The reason for this is that ODBA stores entire Objects in a
deconnected and marshalled form, leveraging the strengths of whichever
Marshaller (I’ve tried Marshal and YAML) is used.
The Downside of this is obviously that using ODBA/Marshal and to a
lesser extent ODBA/YAML means subscribing to a lockin - i.e. not being
able to access the same data from a non-ruby application. And if
ad-hoc queries are needed, or data needs to be repaired manually etc.,
this can only be achieved through a ruby script (irb to the rescue!).

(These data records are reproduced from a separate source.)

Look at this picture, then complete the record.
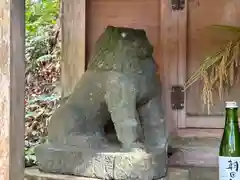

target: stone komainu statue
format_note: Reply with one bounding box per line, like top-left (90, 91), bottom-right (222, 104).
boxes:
top-left (36, 26), bottom-right (168, 180)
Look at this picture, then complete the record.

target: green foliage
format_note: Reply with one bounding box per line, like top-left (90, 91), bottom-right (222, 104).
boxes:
top-left (25, 0), bottom-right (59, 36)
top-left (25, 0), bottom-right (60, 166)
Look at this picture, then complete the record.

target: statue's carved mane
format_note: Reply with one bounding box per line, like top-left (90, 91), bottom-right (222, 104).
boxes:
top-left (88, 26), bottom-right (153, 73)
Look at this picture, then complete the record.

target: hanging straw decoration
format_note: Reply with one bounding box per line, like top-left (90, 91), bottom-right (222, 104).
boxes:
top-left (184, 26), bottom-right (240, 113)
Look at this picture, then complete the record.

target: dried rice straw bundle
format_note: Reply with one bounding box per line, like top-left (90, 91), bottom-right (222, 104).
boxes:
top-left (184, 35), bottom-right (240, 113)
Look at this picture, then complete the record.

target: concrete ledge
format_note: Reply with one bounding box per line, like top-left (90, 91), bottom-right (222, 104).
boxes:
top-left (24, 167), bottom-right (99, 180)
top-left (24, 167), bottom-right (189, 180)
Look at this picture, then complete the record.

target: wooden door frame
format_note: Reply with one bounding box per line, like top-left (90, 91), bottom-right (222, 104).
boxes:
top-left (160, 0), bottom-right (222, 137)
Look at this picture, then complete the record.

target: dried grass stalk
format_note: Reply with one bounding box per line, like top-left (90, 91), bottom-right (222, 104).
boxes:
top-left (184, 35), bottom-right (240, 113)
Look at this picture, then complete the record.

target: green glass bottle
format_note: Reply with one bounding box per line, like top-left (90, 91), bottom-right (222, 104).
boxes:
top-left (218, 101), bottom-right (240, 180)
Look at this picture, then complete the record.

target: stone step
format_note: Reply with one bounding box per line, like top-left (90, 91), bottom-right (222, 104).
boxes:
top-left (169, 138), bottom-right (221, 167)
top-left (24, 167), bottom-right (218, 180)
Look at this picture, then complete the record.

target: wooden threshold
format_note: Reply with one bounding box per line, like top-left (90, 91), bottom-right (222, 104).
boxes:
top-left (169, 137), bottom-right (221, 167)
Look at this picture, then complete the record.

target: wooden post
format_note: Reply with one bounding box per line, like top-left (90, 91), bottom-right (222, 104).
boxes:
top-left (61, 0), bottom-right (87, 97)
top-left (0, 0), bottom-right (25, 180)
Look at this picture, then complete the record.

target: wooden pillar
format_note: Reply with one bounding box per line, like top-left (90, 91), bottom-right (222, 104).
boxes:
top-left (0, 0), bottom-right (25, 180)
top-left (61, 0), bottom-right (87, 97)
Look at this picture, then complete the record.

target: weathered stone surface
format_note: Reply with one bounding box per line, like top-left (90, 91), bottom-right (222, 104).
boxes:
top-left (36, 144), bottom-right (166, 180)
top-left (36, 26), bottom-right (168, 180)
top-left (25, 167), bottom-right (218, 180)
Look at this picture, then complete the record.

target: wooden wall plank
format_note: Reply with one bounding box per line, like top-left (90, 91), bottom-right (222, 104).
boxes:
top-left (61, 0), bottom-right (86, 97)
top-left (177, 0), bottom-right (188, 128)
top-left (0, 0), bottom-right (25, 180)
top-left (160, 0), bottom-right (179, 135)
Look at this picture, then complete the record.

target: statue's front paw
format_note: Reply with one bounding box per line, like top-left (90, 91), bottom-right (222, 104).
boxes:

Did this answer your question?

All the best

Hannes

Hi Konstantin

On 2/7/06, konsu [email protected] wrote:

  1. from your response to an earlier question it seems that odba stores the
    data in a form which is not “interpreteable” by the underlying storage
    engine. for example, if the store is a sql database you won’t be able to
    write sql queries to search for objects with particular properties unless
    you read them from the database using your ruby layer. which means that when
    Correct.
    i need to search i have no choice but to read everything in to memory and
    then seach there. correct?
    This is true in principle. You can however define Indices that
    leverage the database engine’s
    search capabilities. I’ve put together some code-examples, in particular
    dev.ywesee.com - ODBA/ConditionIndex and
    dev.ywesee.com - ODBA/FulltextIndex
  1. how do you store the objects in the store? is it some kind of textual
    representation like xml?
    That depends on the Marshaller that is being used.
    The default is the ruby Marshal module, with the resulting binary
    string packed to base64 to prevent database interface errors.
    I’ve also successfully tested using YAML as the Marshaller. Basically
    any Object that supports load(String) and dump(Object) should work.